薛锦林是在三年国丧时与王家定亲,只等过了国丧便可过门。在这里的人哪个不是后宅里浸淫了十数年的,心中顿时都起了一番计算。看着那女子怀中的幼子,不过一岁左右。按着年龄,那可是国丧时所生,大不敬!!

秦氏倒吸一口凉气,立刻拍了桌子:“这是个路不明之人,快快赶出去!”

78七七章 来历

秦氏说完,才发现身边得力的婆子一个都没有,见着门口处守着的卫秋,立刻嚷了起来:“人呢?”

卫秋为难地看着她,匆忙走到秦氏身边,低声道:“夫人您忘了,方才老夫人高兴,赏了婆子们糕点,估计这时候都去领赏了。”她来这里也是为了这事儿,在发现这个来路奇怪的女子前,已经让几个婆子去领赏了,所以她才会亲自在这里守着门,等着那些婆子回来。

秦氏缓缓吸了一口气,对周围的一些不熟的亲戚道:“各位远道而来,还是快快回宴吧。卫秋,领大家回去。”

众人见这幅模样,心中已经起了好奇,奈何碍着秦氏的身份,他们又是一些不起眼的远亲,只好纷纷随卫秋而去。

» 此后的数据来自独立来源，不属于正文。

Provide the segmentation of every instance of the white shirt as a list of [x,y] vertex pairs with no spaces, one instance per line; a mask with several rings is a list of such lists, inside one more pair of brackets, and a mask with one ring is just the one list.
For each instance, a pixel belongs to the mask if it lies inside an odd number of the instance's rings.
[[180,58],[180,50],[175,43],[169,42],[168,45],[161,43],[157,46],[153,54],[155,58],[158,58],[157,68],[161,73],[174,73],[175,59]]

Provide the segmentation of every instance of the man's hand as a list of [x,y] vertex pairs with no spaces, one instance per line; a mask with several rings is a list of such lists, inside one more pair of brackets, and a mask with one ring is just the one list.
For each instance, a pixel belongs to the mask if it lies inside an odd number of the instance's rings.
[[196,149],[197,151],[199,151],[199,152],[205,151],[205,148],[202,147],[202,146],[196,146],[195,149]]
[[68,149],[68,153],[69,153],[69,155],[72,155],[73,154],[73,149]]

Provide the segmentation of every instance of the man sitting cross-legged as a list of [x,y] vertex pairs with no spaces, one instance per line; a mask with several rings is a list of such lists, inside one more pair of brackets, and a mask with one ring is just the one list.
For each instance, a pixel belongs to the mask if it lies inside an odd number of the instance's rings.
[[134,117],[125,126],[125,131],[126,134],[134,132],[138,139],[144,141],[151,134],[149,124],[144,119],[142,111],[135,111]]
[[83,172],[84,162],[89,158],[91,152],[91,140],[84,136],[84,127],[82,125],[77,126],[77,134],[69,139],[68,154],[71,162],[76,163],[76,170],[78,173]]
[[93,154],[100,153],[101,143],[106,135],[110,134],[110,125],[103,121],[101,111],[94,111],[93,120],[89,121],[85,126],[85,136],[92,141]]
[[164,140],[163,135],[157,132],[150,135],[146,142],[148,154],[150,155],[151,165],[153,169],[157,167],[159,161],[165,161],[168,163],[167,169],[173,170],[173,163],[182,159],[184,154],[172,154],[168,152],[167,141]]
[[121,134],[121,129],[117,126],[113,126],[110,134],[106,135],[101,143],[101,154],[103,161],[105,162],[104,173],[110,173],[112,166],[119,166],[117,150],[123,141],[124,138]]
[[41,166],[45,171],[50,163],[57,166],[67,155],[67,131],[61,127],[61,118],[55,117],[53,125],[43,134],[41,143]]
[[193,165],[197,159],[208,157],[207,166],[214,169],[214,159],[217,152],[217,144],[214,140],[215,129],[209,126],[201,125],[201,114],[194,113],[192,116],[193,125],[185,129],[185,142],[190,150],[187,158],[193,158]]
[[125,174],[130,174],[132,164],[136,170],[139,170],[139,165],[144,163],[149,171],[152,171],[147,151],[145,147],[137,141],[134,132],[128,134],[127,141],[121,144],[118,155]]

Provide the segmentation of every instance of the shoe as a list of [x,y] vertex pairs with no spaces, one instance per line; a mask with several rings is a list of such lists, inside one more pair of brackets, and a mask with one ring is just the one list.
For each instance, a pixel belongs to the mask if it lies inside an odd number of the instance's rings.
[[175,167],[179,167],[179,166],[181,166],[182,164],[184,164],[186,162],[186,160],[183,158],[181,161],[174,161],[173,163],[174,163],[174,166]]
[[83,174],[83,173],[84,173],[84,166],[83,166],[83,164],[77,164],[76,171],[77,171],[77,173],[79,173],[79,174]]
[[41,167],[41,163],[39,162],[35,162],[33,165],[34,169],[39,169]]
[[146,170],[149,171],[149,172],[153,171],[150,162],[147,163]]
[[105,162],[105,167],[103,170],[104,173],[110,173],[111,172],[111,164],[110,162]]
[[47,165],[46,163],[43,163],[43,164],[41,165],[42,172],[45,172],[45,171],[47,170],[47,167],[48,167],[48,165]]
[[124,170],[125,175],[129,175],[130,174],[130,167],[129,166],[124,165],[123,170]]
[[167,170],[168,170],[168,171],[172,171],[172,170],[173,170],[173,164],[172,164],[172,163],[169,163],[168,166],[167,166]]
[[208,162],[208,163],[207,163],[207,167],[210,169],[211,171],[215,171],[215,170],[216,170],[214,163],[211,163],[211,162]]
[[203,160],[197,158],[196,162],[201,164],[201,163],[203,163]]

秦氏又看了一眼围在身边的薛锦绣三人,正打算将他们也给支开,谁料一声轻笑打破了这沉闷的气氛:“嫂子好会偷闲,前头忙的不成样子,你却还在这里吃着茶。”

“吃什么茶!”秦氏当即呵斥了她:“当着孩子面前,你这个做长辈说的什么话!”

闵氏冷笑:“我在如何,也不会给闺女千辛万苦的寻到这样一个婆家。”说罢,当即坐了下来,对着跪着的女子道:“你莫怕,我们薛府是最讲理的人家,这位大夫人就是林姐儿的母亲,也是最最通情达理的,我问你些问题,你如实说出就好。”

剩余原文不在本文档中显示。